The angle of attack is 20 degrees in this case. The space mesh contains 334,434 cells while a velocity mesh of 33 × 33 × 33 is used. The total six-dimensional mesh reaches 1.2 × 1010. The reference area for the aerodynamic coefficient is 2.41 × 10− 2 m2.

Figure 28 gives the spatial streamlines around the vehicle with Mach number 4. When the free-stream Knudsen number is relatively small, the adverse pressure gradient can be large enough to induce the flow to separate from the boundary, resulting in the vortex in Fig. 28(a).

Fig. 28
figure 28

Spatial streamlines around the X38-like vehicle (a) M = 4, Kn = 8.41e-5 (b) M = 4, Kn = 8.41e-3

Figure 29 shows the local Knudsen number distribution near the surface. Local Knudsen number is calculated through Eq. (19) with the characteristic length \( \overline{L} \) substituted by the local gradient-length Q/|dQ/dl| proposed by Boyd [34]. In this paper, the density-based gradient-length is used. The local Knudsen number can cover a wide range of values with four to five order of magnitude difference. Thus, such a multi-scale method as UGKS is needed in order to correctly simulate these flow fields.

Fig. 29
figure 29

Local Knudsen number distribution (a) M = 6, Kn = 1.26e-4 (b) M = 6, Kn = 1.26e-2

Table 5 gives the aerodynamic coefficients comparisons for Mach number 8. The DSMC results are provided with RariHV which is an in-house DSMC software based on unstructured mesh in our group. The maximum relative error is only 2.27%.
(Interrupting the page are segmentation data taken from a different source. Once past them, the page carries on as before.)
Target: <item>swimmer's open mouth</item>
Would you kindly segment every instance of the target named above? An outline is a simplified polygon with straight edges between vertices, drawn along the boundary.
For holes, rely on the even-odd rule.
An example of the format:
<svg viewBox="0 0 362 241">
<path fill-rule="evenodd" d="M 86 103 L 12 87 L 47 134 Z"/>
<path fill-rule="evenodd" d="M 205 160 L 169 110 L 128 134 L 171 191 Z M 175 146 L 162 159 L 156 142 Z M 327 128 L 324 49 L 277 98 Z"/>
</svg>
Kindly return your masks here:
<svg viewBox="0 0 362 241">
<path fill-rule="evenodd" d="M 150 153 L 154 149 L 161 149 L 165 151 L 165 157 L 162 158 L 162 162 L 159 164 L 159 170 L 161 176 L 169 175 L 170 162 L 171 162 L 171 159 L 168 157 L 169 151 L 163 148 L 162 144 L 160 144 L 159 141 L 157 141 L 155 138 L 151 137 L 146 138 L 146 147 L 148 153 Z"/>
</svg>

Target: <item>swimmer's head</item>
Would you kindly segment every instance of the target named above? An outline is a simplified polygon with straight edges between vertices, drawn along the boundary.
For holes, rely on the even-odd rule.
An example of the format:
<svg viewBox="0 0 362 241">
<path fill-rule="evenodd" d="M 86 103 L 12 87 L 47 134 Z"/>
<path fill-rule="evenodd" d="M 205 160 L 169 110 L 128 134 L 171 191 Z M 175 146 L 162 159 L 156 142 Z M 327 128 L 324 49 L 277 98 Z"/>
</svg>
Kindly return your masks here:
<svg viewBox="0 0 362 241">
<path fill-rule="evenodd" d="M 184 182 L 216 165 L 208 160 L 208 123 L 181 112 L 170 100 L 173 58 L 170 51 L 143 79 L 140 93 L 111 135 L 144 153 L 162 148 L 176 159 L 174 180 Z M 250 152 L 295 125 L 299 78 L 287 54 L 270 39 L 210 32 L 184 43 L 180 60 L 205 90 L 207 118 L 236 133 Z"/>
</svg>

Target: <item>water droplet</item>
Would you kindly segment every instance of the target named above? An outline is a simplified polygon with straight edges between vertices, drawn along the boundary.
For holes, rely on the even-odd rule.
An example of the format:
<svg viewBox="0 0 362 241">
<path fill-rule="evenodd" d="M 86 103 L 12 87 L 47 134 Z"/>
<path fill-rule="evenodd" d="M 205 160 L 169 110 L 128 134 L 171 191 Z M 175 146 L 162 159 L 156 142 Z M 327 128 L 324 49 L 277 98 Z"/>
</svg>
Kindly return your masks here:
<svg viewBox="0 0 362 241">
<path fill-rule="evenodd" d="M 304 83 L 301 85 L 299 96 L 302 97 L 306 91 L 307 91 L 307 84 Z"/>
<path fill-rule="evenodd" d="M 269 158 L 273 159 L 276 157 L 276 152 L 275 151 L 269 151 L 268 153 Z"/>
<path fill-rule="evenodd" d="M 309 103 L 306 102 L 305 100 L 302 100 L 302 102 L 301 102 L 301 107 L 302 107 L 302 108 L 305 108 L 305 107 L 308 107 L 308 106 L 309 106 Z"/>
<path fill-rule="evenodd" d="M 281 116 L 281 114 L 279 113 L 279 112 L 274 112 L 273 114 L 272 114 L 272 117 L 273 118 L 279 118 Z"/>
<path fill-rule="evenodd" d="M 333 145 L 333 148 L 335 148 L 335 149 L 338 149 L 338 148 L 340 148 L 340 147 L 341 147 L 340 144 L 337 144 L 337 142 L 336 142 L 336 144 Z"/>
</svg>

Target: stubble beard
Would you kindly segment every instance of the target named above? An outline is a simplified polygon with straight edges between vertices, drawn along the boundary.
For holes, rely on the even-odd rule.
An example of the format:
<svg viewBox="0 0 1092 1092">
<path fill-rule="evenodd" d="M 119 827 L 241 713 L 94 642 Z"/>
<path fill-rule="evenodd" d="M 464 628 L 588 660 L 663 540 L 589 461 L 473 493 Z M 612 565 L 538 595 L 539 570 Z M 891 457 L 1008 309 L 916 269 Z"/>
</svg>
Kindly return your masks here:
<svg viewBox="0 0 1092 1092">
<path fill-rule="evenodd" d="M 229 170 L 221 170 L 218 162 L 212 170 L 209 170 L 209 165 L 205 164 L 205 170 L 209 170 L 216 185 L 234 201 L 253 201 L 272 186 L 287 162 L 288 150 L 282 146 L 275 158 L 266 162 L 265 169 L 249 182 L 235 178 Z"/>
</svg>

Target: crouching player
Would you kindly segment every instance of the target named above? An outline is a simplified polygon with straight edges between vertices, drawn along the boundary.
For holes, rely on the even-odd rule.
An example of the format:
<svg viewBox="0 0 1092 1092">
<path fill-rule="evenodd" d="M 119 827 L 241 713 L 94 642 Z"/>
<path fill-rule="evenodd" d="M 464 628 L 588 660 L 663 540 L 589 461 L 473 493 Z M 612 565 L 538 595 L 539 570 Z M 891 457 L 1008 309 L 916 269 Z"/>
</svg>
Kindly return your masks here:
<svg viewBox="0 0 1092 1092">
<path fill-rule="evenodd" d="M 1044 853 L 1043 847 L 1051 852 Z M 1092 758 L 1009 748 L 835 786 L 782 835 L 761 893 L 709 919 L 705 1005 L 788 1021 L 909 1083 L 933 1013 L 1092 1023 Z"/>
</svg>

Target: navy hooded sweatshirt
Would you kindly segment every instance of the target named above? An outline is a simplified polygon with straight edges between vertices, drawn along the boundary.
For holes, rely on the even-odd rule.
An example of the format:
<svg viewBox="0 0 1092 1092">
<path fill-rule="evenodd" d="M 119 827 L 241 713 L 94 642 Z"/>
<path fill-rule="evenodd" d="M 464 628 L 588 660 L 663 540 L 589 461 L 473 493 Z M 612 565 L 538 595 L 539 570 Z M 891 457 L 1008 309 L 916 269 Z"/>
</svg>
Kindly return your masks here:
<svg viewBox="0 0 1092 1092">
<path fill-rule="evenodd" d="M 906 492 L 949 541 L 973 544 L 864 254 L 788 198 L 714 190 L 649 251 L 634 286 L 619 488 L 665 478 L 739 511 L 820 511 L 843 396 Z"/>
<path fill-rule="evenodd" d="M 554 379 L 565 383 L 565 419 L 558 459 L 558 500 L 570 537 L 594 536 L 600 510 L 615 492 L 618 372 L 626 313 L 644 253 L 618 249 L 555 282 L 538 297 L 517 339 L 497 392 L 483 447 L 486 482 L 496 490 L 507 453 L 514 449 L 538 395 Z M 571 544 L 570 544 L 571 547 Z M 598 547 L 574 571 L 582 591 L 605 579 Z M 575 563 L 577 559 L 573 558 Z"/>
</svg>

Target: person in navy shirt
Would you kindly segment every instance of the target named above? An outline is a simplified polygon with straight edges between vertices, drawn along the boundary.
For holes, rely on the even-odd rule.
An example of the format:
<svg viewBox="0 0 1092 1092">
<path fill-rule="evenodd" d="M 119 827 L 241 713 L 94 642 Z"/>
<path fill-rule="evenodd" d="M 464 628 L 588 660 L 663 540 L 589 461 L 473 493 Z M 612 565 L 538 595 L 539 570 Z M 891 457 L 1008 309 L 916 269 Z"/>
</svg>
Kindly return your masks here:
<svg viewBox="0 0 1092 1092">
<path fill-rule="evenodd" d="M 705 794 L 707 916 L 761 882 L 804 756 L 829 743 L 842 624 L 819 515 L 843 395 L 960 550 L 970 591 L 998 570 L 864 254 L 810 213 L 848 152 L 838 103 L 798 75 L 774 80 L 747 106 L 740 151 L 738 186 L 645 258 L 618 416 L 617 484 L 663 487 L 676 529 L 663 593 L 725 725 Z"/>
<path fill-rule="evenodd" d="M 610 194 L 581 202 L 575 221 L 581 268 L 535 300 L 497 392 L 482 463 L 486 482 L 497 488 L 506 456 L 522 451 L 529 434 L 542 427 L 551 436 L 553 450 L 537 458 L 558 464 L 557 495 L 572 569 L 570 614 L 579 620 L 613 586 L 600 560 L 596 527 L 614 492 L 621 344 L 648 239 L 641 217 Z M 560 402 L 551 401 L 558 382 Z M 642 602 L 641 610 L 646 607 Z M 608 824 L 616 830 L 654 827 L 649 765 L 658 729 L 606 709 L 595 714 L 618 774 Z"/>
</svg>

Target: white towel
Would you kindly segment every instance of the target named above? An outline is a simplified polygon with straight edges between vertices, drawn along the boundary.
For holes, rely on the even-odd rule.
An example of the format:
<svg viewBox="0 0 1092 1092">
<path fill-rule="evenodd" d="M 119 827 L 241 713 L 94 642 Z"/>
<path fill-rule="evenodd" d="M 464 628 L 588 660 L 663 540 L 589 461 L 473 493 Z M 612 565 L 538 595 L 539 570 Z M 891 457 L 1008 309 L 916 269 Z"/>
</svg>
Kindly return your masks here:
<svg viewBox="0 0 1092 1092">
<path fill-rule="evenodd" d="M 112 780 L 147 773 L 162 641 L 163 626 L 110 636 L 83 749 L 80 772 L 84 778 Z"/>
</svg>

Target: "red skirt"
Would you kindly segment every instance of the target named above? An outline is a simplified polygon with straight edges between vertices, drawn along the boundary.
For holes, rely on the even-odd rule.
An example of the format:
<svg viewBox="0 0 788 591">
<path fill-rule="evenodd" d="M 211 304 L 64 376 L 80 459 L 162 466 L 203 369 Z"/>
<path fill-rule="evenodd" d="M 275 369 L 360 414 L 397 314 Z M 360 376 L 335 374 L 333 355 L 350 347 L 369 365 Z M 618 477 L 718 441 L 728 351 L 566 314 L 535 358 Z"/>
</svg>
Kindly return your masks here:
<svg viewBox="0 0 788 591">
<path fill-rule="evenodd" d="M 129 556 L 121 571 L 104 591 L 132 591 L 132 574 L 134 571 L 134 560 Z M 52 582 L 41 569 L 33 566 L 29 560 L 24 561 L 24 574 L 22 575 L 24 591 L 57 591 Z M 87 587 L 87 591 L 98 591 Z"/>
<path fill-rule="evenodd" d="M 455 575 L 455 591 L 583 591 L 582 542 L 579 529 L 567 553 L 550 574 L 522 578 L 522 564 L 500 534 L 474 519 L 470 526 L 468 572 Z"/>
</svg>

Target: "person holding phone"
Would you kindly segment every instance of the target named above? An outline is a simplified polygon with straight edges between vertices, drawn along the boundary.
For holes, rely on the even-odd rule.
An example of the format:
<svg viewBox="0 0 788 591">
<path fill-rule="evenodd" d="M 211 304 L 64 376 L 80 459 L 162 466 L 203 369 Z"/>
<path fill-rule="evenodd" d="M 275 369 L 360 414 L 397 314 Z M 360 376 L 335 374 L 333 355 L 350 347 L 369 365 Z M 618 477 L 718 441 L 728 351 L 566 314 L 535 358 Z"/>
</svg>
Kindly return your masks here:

Table 5 Comparisons of X38-like coefficients with Mach number 8

5 Conclusions

Our UGKS solver package is introduced including the main numerical techniques for improving the efficiency and accuracy, such as implicit method and local mesh refinement technique in the velocity space. It is devised for simulating flow fields around complex configurations for all flow regimes.

Several validations are conducted by comprehensive comparisons with industry-standard DSMC code and experimental results including the pressure, heat flux, shear stress and aerodynamic coefficients for supersonic and hypersonic flows at almost all regimes. The agreements are satisfactory in all cases.

Future work include more application to 3D complex configurations and complex flow, improvement on physical models to consider vibrational degree, implementation of models for gas mixtures, and increases in computational efficiency and accuracy.